Releases · lncrawl/scraper

11 Jun 09:01

github-actions

Immutable

v0.4.2

88a211a

v0.4.2 Latest

Latest

Changed

Engine.trigger_cancel and Scraper.trigger_cancel renamed to abort_on for
clarity (the method registers a signal that will trigger an abort, it does not
trigger one immediately).

Fixed

abort_on now uses an asyncio polling loop instead of run_in_executor, so no
non-daemon executor thread is created. The coroutine exits immediately when the
engine is aborted or closed, and no longer blocks process exit.

Full Changelog: v0.4.1...v0.4.2

Assets 6

11 Jun 07:30

github-actions

Immutable

v0.4.1

be33430

v0.4.1

Added

Engine.trigger_cancel(signal) and Scraper.trigger_cancel(signal): abort
the engine once a threading.Event is set. Uses run_in_executor on the
engine's own event loop -- no extra polling thread needed.

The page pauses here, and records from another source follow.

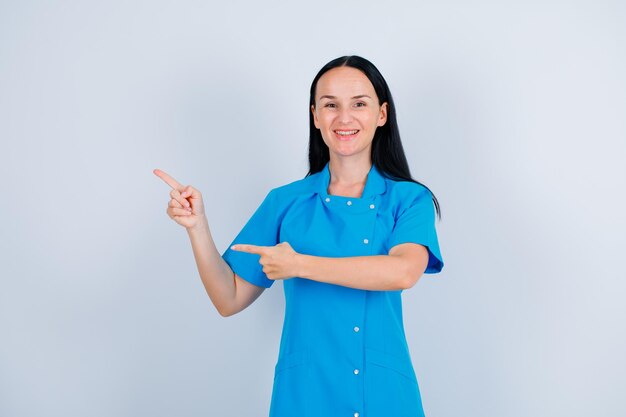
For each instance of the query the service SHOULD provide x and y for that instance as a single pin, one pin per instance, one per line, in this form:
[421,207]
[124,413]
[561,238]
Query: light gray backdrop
[512,112]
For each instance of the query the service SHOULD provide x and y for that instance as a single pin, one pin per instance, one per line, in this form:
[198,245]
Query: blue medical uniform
[343,351]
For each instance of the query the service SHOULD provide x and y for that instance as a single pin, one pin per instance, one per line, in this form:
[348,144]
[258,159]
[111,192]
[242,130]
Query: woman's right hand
[185,206]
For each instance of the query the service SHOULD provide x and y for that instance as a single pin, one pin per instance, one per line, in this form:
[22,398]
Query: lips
[346,134]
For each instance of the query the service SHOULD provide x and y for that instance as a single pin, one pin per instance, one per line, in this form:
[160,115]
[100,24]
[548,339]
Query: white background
[512,112]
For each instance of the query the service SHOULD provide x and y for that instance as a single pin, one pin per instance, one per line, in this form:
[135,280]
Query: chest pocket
[339,227]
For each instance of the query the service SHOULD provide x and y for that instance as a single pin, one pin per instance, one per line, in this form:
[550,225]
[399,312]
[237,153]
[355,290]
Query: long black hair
[387,152]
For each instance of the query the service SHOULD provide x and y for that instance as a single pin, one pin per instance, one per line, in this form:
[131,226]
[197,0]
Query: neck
[348,172]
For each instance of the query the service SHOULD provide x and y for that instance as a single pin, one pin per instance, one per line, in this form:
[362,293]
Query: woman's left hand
[279,262]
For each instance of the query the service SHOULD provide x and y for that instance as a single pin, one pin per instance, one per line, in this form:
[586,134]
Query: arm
[229,293]
[400,269]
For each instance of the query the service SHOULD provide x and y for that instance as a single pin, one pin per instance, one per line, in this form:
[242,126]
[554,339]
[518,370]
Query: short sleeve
[261,229]
[416,224]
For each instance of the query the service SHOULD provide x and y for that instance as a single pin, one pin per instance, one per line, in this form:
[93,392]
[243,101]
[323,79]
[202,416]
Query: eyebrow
[354,98]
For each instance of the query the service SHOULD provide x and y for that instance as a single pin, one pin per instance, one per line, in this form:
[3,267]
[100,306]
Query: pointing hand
[279,262]
[185,206]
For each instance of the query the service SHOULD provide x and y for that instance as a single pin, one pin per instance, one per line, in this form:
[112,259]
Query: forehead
[344,82]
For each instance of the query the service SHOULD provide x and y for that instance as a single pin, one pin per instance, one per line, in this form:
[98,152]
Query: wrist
[302,265]
[201,225]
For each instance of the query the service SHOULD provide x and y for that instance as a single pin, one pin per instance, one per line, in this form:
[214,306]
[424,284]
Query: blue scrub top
[343,351]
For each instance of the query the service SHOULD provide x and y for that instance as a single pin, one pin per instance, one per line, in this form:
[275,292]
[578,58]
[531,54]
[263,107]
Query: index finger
[242,247]
[168,179]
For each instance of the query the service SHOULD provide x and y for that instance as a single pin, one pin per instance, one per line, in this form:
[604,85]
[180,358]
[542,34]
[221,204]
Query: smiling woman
[346,240]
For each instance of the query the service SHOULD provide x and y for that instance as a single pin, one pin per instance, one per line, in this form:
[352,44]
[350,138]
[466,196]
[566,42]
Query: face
[347,112]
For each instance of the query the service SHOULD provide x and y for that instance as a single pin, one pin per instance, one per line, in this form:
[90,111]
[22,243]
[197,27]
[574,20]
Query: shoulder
[296,188]
[407,191]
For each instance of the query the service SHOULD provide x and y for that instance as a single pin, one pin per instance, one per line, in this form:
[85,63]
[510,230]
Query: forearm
[216,275]
[377,272]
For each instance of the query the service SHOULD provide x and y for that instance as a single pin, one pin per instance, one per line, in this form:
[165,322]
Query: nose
[345,115]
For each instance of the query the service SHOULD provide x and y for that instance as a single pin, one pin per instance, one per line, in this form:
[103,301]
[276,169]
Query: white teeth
[346,132]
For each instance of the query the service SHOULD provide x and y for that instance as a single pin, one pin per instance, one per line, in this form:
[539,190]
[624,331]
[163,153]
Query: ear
[315,121]
[382,115]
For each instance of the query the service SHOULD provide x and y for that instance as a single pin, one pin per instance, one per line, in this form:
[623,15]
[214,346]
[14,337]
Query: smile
[346,134]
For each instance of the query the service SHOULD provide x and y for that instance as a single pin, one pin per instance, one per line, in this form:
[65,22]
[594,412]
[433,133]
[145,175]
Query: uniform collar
[374,185]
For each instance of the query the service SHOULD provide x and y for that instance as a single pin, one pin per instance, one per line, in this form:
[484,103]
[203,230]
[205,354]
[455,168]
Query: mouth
[346,134]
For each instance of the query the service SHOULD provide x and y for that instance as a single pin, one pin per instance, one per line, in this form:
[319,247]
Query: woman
[346,239]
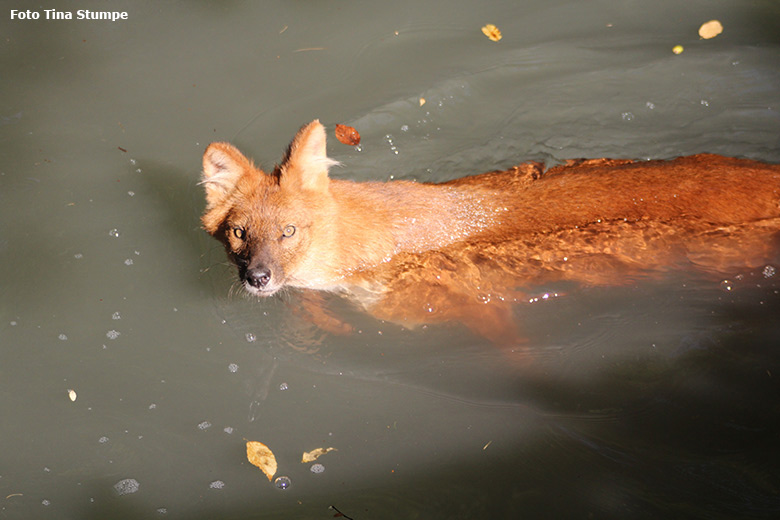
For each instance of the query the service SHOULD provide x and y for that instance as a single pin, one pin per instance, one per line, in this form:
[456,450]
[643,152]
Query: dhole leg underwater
[464,250]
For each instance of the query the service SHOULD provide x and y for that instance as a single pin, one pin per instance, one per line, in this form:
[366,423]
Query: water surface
[644,401]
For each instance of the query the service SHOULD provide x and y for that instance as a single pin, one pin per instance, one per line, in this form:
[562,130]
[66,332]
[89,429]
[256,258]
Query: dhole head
[268,222]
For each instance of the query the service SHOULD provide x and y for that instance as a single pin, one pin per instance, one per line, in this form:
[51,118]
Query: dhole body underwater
[465,250]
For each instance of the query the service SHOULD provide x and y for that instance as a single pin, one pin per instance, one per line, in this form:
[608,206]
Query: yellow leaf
[312,455]
[261,456]
[710,29]
[492,32]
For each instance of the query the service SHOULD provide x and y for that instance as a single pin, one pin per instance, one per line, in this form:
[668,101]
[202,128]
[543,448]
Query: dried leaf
[492,32]
[347,135]
[261,456]
[710,29]
[313,455]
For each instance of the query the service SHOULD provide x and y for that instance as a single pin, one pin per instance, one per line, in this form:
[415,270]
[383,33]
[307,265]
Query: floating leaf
[710,29]
[492,32]
[347,135]
[261,456]
[313,455]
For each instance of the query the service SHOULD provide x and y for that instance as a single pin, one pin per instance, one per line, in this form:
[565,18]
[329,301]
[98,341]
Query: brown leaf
[261,456]
[347,135]
[492,32]
[313,455]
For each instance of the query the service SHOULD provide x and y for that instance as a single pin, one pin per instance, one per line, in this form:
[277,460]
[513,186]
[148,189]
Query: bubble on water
[282,482]
[126,486]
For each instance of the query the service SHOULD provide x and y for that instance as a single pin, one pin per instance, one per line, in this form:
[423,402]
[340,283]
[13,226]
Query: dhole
[463,250]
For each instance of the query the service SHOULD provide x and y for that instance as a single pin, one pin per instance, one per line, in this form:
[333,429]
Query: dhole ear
[306,163]
[223,165]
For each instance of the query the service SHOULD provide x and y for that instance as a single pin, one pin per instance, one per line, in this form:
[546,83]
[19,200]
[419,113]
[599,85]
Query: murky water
[646,401]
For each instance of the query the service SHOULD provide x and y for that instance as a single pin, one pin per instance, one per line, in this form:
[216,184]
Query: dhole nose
[259,277]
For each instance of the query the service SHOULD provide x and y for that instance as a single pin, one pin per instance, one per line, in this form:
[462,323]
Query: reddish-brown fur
[463,250]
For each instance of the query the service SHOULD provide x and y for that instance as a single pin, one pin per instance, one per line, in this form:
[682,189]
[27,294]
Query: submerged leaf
[261,456]
[313,455]
[710,29]
[492,32]
[347,135]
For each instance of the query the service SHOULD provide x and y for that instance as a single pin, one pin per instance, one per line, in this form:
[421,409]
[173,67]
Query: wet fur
[464,250]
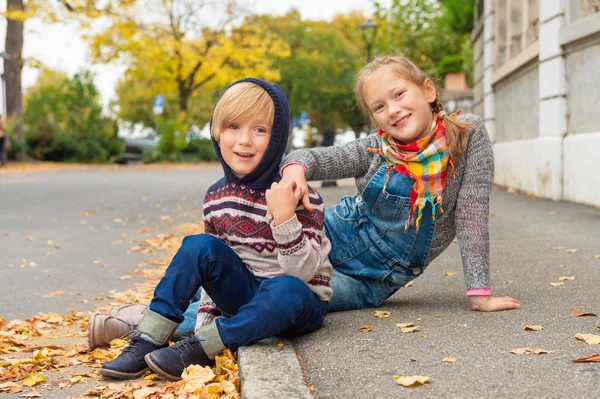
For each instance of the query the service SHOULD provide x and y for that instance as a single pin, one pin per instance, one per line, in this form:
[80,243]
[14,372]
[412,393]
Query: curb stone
[268,371]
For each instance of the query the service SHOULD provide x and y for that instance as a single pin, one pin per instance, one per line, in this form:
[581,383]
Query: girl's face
[400,107]
[243,142]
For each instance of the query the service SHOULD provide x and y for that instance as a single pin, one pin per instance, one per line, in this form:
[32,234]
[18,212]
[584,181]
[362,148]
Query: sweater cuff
[479,291]
[287,232]
[292,163]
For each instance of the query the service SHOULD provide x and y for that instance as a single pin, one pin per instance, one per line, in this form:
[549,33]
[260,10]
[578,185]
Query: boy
[272,276]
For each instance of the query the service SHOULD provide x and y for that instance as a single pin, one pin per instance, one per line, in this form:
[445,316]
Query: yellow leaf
[53,294]
[412,381]
[143,392]
[407,330]
[196,377]
[118,343]
[590,339]
[10,387]
[530,351]
[381,314]
[533,328]
[34,378]
[579,313]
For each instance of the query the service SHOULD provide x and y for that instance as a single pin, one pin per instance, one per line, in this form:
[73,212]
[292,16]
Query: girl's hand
[295,173]
[282,201]
[488,303]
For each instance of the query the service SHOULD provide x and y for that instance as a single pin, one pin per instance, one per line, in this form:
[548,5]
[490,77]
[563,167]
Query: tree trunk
[12,72]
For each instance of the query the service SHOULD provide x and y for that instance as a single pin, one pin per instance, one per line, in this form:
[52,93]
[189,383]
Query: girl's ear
[429,88]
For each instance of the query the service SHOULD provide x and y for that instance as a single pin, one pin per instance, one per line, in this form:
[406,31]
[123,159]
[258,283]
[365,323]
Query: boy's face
[243,142]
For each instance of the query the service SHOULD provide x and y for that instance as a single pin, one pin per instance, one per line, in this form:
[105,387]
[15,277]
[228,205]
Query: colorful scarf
[426,161]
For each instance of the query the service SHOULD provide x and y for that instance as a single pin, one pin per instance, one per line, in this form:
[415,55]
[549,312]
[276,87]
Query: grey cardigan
[465,201]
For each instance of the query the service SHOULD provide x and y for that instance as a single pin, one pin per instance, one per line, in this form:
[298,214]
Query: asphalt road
[340,361]
[344,363]
[38,207]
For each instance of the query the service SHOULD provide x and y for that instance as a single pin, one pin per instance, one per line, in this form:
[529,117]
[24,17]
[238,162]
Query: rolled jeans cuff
[210,339]
[156,327]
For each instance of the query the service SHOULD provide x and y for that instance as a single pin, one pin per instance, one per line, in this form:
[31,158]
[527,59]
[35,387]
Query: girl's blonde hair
[239,100]
[456,131]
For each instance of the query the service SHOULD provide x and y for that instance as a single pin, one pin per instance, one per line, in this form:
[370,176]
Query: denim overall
[372,253]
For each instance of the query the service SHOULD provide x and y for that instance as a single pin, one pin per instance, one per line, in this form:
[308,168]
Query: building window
[517,27]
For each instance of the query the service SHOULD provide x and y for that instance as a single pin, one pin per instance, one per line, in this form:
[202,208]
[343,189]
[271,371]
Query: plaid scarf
[426,161]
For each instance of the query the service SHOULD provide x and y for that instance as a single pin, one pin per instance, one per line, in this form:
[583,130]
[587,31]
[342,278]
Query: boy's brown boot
[103,329]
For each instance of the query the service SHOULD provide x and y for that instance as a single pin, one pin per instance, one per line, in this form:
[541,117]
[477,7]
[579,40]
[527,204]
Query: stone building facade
[537,87]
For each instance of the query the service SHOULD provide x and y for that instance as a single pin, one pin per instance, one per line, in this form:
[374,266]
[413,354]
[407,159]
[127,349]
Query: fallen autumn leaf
[579,313]
[593,358]
[533,328]
[530,351]
[381,314]
[590,339]
[412,381]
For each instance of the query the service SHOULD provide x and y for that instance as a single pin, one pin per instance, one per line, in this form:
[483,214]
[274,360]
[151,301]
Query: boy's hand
[282,200]
[488,303]
[295,173]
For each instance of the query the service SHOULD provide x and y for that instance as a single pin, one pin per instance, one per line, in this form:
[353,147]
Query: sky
[60,46]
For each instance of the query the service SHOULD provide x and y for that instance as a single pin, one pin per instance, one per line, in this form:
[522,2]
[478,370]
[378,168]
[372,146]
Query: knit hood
[267,170]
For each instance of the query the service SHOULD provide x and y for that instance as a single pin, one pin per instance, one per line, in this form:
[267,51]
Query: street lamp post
[5,56]
[368,30]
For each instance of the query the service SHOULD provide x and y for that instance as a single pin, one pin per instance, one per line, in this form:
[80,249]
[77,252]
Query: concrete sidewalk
[529,239]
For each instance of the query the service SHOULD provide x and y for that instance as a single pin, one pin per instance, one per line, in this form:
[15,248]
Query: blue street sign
[159,104]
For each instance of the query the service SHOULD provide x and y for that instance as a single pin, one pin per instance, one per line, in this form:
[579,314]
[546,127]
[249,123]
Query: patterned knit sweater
[466,196]
[299,247]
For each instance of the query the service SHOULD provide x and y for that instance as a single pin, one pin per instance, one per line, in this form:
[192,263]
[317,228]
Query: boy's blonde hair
[456,131]
[241,99]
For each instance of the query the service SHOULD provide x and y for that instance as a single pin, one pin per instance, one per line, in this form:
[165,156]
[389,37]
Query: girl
[423,178]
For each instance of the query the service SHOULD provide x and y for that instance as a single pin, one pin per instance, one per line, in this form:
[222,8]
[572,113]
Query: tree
[427,31]
[63,120]
[171,43]
[14,65]
[317,75]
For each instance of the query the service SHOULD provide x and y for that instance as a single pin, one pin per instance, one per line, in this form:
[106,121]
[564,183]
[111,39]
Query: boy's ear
[429,88]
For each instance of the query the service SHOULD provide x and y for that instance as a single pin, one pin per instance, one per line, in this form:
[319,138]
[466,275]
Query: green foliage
[63,120]
[458,16]
[172,136]
[317,75]
[428,31]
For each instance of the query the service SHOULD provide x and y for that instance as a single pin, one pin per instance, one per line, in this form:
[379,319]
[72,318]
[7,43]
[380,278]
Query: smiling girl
[422,179]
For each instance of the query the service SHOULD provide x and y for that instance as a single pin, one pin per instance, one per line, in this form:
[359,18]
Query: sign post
[159,104]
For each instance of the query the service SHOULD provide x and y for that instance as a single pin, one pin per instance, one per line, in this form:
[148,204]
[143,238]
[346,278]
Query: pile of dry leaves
[50,351]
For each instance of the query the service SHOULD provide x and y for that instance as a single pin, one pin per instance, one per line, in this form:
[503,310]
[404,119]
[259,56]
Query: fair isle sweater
[299,247]
[465,199]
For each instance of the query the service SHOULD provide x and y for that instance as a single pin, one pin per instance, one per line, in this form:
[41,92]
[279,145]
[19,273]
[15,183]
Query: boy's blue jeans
[261,308]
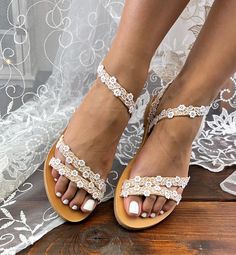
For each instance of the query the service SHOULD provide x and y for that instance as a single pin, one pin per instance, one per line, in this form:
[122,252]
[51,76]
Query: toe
[89,204]
[170,204]
[78,199]
[55,175]
[70,193]
[133,205]
[157,208]
[61,186]
[147,207]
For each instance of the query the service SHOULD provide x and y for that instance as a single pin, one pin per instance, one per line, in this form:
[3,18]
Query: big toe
[147,207]
[133,205]
[61,186]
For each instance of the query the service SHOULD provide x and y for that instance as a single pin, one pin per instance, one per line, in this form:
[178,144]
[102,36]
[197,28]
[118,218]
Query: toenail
[58,194]
[144,215]
[133,207]
[65,201]
[153,215]
[89,205]
[74,207]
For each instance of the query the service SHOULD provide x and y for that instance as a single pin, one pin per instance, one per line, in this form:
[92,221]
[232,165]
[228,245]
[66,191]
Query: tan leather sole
[64,211]
[126,221]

Full Changelog: v0.4.0...v0.4.1

Assets 6

08 Jun 19:11

github-actions

Immutable

v0.4.0

41e966d

v0.4.0

Breaking Changes

requests dependency replaced with httpx[http2,socks]. Code that accesses
scraper.engine.transport or constructs requests-style sessions directly
must be updated.
Scraper no longer has an abort_event attribute. Use CancelToken (now
exported from scraper) and pass it as cancel_token= to any request method.
EventLock removed from scraper.utils - it was an internal primitive
superseded by CancelToken.
JS-interpreter-based challenge handlers (CloudflareV1, CloudflareV2,
CloudflareV3, TurnstileSolver) removed from scraper.engine.challenges.
Challenge detection is now handled by CloudflareDetector; solving is
delegated to pluggable ClearanceSolver implementations.
scraper.engine.challenges module removed entirely; challenge classes are now
at scraper.challenges (detection) and implemented by RemoteSolver /
BrowserSolver.
CloudflareConfig.solver (single) replaced by CloudflareConfig.solvers
(list). The engine tries each in order.
ClearanceSolver.solve_async renamed to solve (the sync solve wrapper is
gone; the solver protocol is now purely async).
ProxyManager.get_proxy() now returns str | None instead of
dict[str, str] | None.
RequestChain and RequestContext (engine.state / engine.context) merged
into RequestState; import paths change accordingly.
UrllibTransport removed; HttpxTransport is the new fallback when
curl_cffi is unavailable.

Added

CancelToken - thread-safe per-request cancellation. Exported from scraper.
ClearanceResult - dataclass holding a solved Cloudflare clearance
(cookie, user_agent, domain, expires, cf_bm_expires, proxy_key).
Exported from scraper.
ClearanceSolver - ABC for pluggable challenge solvers. Exported from scraper.
RemoteSolver - ClearanceSolver adapter for FlareSolverr / Byparr remote
solving. Exported from scraper.
BrowserSolver - ClearanceSolver using an in-process nodriver browser
(requires the browser extra). Exported from scraper.
scraper.challenges package: CloudflareDetector, CloudflareChallengeKind
for programmatic challenge detection without a full solver.
RequestHeaders utility (case-insensitive dict for HTTP headers) in
scraper.utils.
ClearanceStore - in-memory + optional on-disk cache for cf_clearance
records, keyed by (domain, proxy_key).
HttpxTransport - httpx.AsyncClient-backed fallback transport with
per-proxy client pooling (replaces UrllibTransport).
Engine pipeline is fully async: all middleware and the transport are
coroutines; a daemon asyncio event loop runs in a background thread.
anyio[trio] added as dev dependency; respx replaces responses for
HTTP mocking in tests.

Changed

SVG image support removed (cairosvg required a system-level library unavailable
on Windows; dropped to keep the package installable on all platforms).
build_transport now falls back to HttpxTransport when CurlCffiTransport
initialization fails (e.g. missing native library), instead of raising.
Package is now also published to GitHub Packages on each release (alongside
PyPI), installable with pip install --index-url https://pypi.pkg.github.com/lncrawl/lncrawl-scraper.

Fixed

Python 3.9 compatibility in CurlCffiTransport: the perk kwarg (absent in
curl_cffi 0.13.x, the last release supporting Python 3.9) is now guarded by
a runtime capability flag.
Tor cooldown boundary: requests arriving exactly at the cooldown threshold are
now correctly held back (<= comparison instead of <).
Tor cooldown sentinel changed to float('-inf') so the first rotation always
succeeds - the previous sentinel of 0 caused flakiness on fresh CI containers
where time.monotonic() had not yet exceeded the cooldown window.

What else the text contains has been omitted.